More than a few of President Donald Trump’s appointees to key cabinet posts hope to diminish — or even shutter — the very agencies they now lead.

In the 2012 primaries, Texas Governor Rick Perry famously said that he wanted to abolish the Department of Energy. Fast forward five years, and he’s now the Secretary of Energy. Betsy DeVos is a staunch supporter of private and charter schools — so long as they are unfettered by government oversight — but she has been a loud and vocal critic of public schools in America, and her many provocative statements sent ripples of fear through the educational community. DeVos is now Secretary of Education.


And then there’s Scott Pruitt, the nominal head of the Environmental Protection Agency (EPA). Pruitt can be judged not only by his words, but by his deeds, and there’s little doubt that he is at odds with the organization where he now directs policy. He’s on record as a vehement climate change denier and, as Oklahoma’s attorney general, he sued the EPA more than a dozen times as the agency fought to limit emissions of smog, mercury, and greenhouse gases.

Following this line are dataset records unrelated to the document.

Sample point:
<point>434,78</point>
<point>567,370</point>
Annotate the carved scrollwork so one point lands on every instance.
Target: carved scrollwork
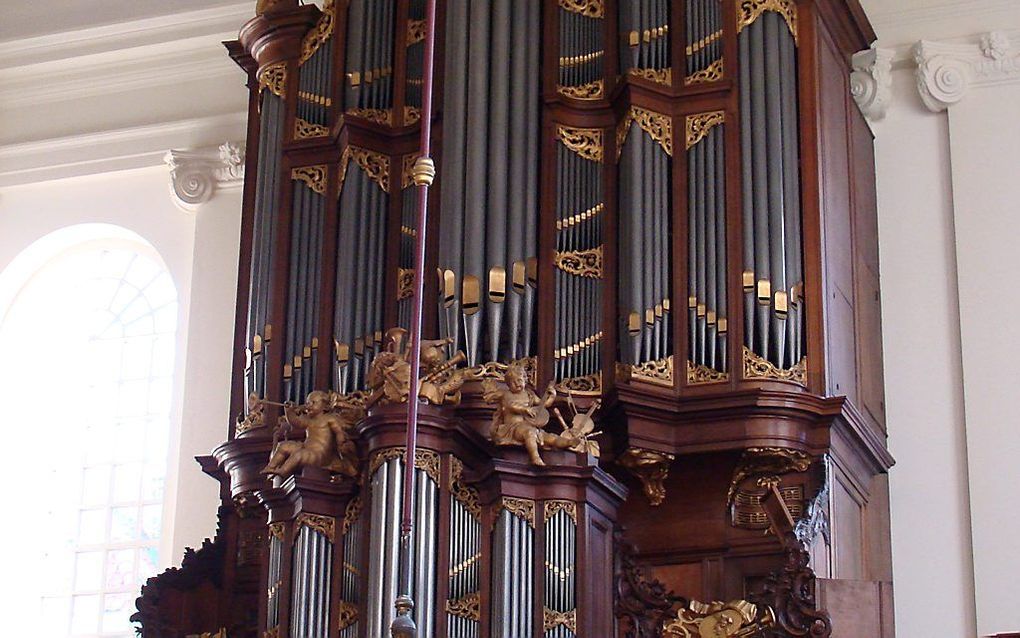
<point>553,507</point>
<point>520,507</point>
<point>588,8</point>
<point>580,262</point>
<point>750,10</point>
<point>585,142</point>
<point>322,32</point>
<point>652,469</point>
<point>273,77</point>
<point>315,178</point>
<point>699,126</point>
<point>326,526</point>
<point>756,366</point>
<point>713,72</point>
<point>590,91</point>
<point>375,165</point>
<point>658,76</point>
<point>467,607</point>
<point>718,620</point>
<point>552,619</point>
<point>304,130</point>
<point>658,127</point>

Overturning Obama’s environmental legacy

Every environmental activist has been girding for an epic battle. If the early days of this administration are any indication, it promises to be a tumultuous time at the agency that is supposed to keep America’s air and waters free of harmful pollution.

For his part, Pruitt wants to return to an era before coal, mining and oil companies were hampered by onerous regulations. He would prefer his success be measured by the number of Obama’s environmental regulations he rolls back; regulations that he believes make it harder for companies to do business. He also wants individual states to decide which regulations to enforce, arguing that the previous administration’s top-down approach was killing industry.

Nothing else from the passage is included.